“It’s Beirut”: Covering Domestic Terrorism
This Monday marked the 15th anniversary of the Oklahoma city bombing, an attack which killed 168 people and injured 680 more. As we know now (and as we were reminded this week by MSNBC in bizarre computer-generated reenactments), that attack was carried out by Timothy McVeigh, a right-leaning militia-admirer seeking revenge against the government for its handling of the sieges at Waco and Ruby Ridge. But in the immediate aftermath of the attack, news reports fixated on the idea that militant Islamists were behind the bombing. Are such incidents treated any differently by the media today?
Listen to On The Media‘s “Suspicious Minds” segment to hear snippets of the media’s coverage the day of the attack. One interviewee at the time, when asked to describe the scene after the bombing, says “It’s Beirut.” When it was determined that the attack was a car bombing, the media and law enforcement started a search for three men, two of whom were supposed to be Middle Eastern. The problem, as the clip lays it out, is that though the majority of terrorist attacks in the US are carried out by domestic actors, the media has a harder time conceiving of domestic terrorists as terrorists. That’s why neither Joseph Stack flying his plane into an Austin IRS building nor John Patrick Bedell opening fire on police officers at the Pentagon were classified by the media or the authorities as terrorist acts.
The most compelling idea in the On The Media segment comes from Fairness and Accuracy in Reporting’s Jim Naureckas. According to Naureckas, the power of the association between terrorism and outside forces is rhetorical: there’s a certain logical structure that has to be followed in order for the media to be able to recognize an act as terrorism, and if that structure isn’t there, the connection can’t be made.

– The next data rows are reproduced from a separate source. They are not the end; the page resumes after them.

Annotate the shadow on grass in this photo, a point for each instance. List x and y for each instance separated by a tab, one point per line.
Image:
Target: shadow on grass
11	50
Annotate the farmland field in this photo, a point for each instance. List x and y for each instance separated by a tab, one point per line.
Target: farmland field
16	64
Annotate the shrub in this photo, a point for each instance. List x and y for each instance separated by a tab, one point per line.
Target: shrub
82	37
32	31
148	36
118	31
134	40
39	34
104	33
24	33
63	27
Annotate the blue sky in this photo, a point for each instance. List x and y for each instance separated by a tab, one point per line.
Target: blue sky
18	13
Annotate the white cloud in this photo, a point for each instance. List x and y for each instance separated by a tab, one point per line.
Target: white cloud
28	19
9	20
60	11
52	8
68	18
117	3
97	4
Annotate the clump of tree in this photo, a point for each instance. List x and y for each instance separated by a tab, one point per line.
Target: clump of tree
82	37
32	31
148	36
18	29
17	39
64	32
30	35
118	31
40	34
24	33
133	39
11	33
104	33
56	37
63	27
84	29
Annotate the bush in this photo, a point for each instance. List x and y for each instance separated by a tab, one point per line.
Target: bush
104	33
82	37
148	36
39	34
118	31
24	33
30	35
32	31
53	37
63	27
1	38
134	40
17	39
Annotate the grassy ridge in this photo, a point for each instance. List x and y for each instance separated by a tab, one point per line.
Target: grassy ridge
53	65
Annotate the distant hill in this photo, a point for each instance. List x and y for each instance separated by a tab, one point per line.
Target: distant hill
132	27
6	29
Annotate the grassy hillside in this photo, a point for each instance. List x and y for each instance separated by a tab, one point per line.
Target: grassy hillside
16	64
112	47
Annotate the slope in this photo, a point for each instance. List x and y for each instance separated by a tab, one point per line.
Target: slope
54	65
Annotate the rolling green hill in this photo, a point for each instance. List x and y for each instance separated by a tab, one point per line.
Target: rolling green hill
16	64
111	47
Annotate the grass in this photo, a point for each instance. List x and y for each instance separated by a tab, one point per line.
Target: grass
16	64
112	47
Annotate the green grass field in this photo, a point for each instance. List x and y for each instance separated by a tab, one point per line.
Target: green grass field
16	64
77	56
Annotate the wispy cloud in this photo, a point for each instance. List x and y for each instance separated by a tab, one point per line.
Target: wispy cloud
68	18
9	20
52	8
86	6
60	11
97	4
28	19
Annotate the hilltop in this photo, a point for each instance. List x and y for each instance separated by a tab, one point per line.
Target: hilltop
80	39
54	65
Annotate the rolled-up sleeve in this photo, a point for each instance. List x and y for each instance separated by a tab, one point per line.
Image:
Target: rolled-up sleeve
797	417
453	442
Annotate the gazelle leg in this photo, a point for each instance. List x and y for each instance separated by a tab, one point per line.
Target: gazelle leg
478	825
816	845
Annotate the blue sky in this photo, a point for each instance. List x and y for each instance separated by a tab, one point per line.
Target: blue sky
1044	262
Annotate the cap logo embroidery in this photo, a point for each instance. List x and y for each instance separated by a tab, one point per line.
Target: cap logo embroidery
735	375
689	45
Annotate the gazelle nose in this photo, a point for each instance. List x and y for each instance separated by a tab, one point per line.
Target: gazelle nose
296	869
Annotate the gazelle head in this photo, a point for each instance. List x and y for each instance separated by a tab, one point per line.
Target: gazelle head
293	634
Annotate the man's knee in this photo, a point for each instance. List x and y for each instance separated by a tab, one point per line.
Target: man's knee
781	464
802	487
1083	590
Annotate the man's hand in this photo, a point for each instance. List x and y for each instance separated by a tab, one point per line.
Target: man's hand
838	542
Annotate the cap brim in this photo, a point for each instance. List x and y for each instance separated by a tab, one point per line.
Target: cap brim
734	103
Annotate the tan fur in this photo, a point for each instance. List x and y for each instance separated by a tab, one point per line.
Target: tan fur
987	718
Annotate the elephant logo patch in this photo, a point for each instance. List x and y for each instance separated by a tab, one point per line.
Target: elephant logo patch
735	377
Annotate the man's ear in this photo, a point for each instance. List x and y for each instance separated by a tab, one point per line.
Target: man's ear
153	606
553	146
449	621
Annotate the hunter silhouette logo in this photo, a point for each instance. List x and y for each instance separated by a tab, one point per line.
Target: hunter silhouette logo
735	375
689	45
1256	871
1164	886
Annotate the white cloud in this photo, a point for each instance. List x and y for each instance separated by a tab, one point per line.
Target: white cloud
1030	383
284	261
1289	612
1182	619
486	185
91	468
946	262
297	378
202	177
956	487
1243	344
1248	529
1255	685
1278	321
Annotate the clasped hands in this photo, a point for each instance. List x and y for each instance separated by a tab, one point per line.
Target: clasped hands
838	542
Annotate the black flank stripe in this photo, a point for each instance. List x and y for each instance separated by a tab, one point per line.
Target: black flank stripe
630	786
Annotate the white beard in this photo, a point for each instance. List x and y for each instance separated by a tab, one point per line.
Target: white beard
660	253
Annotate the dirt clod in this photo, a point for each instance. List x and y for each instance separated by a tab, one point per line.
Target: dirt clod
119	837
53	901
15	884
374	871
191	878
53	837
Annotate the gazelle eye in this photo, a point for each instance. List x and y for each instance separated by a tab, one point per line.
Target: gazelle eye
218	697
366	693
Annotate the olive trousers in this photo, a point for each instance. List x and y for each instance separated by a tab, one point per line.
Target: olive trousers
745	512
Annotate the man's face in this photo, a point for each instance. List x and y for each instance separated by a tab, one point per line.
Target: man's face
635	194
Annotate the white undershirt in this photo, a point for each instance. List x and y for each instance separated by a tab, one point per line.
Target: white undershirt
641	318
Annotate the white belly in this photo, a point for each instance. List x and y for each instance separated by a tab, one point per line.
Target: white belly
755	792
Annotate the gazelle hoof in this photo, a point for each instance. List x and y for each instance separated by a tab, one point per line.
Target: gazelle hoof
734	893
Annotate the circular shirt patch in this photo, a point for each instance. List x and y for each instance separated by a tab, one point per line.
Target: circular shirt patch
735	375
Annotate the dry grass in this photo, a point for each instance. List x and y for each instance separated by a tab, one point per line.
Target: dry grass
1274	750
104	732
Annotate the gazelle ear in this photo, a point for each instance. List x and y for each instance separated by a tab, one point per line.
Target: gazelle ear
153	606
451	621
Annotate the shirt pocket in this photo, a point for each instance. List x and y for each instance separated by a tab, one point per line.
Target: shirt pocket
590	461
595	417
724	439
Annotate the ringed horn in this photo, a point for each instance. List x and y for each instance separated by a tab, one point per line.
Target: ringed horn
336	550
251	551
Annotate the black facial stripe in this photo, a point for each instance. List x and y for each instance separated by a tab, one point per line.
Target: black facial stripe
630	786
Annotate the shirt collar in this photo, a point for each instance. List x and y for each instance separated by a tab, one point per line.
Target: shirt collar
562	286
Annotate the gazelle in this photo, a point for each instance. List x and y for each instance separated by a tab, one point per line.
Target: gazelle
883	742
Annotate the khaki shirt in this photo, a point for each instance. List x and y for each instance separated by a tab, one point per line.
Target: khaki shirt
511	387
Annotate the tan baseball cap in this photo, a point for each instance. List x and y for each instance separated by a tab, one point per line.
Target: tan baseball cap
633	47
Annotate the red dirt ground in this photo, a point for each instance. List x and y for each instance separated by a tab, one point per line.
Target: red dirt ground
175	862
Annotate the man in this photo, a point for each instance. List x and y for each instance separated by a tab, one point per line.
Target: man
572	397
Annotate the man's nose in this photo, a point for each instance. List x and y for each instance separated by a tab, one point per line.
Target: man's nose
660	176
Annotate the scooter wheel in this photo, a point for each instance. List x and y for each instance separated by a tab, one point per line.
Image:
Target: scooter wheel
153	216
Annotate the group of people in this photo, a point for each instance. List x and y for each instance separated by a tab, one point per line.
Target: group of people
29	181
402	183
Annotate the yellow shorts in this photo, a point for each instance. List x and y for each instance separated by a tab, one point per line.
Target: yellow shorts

He says labeling terrorism depends on two main metaphors, “he invasion metaphor and the infection metaphor”:
In both cases you’re thinking of something that is coming from outside the body politic and is entering against your will. And if you could only keep that out, then you’d be safe. There is kind of a xenophobia lying beneath it, that terrorism is what you get when you are exposed to “the other.”
The challenge then, of course, is not to broaden definitions of terrorism to include domestic terrorists, but to analyze the reasons behind the media’s quick jump to Middle Eastern scapegoats.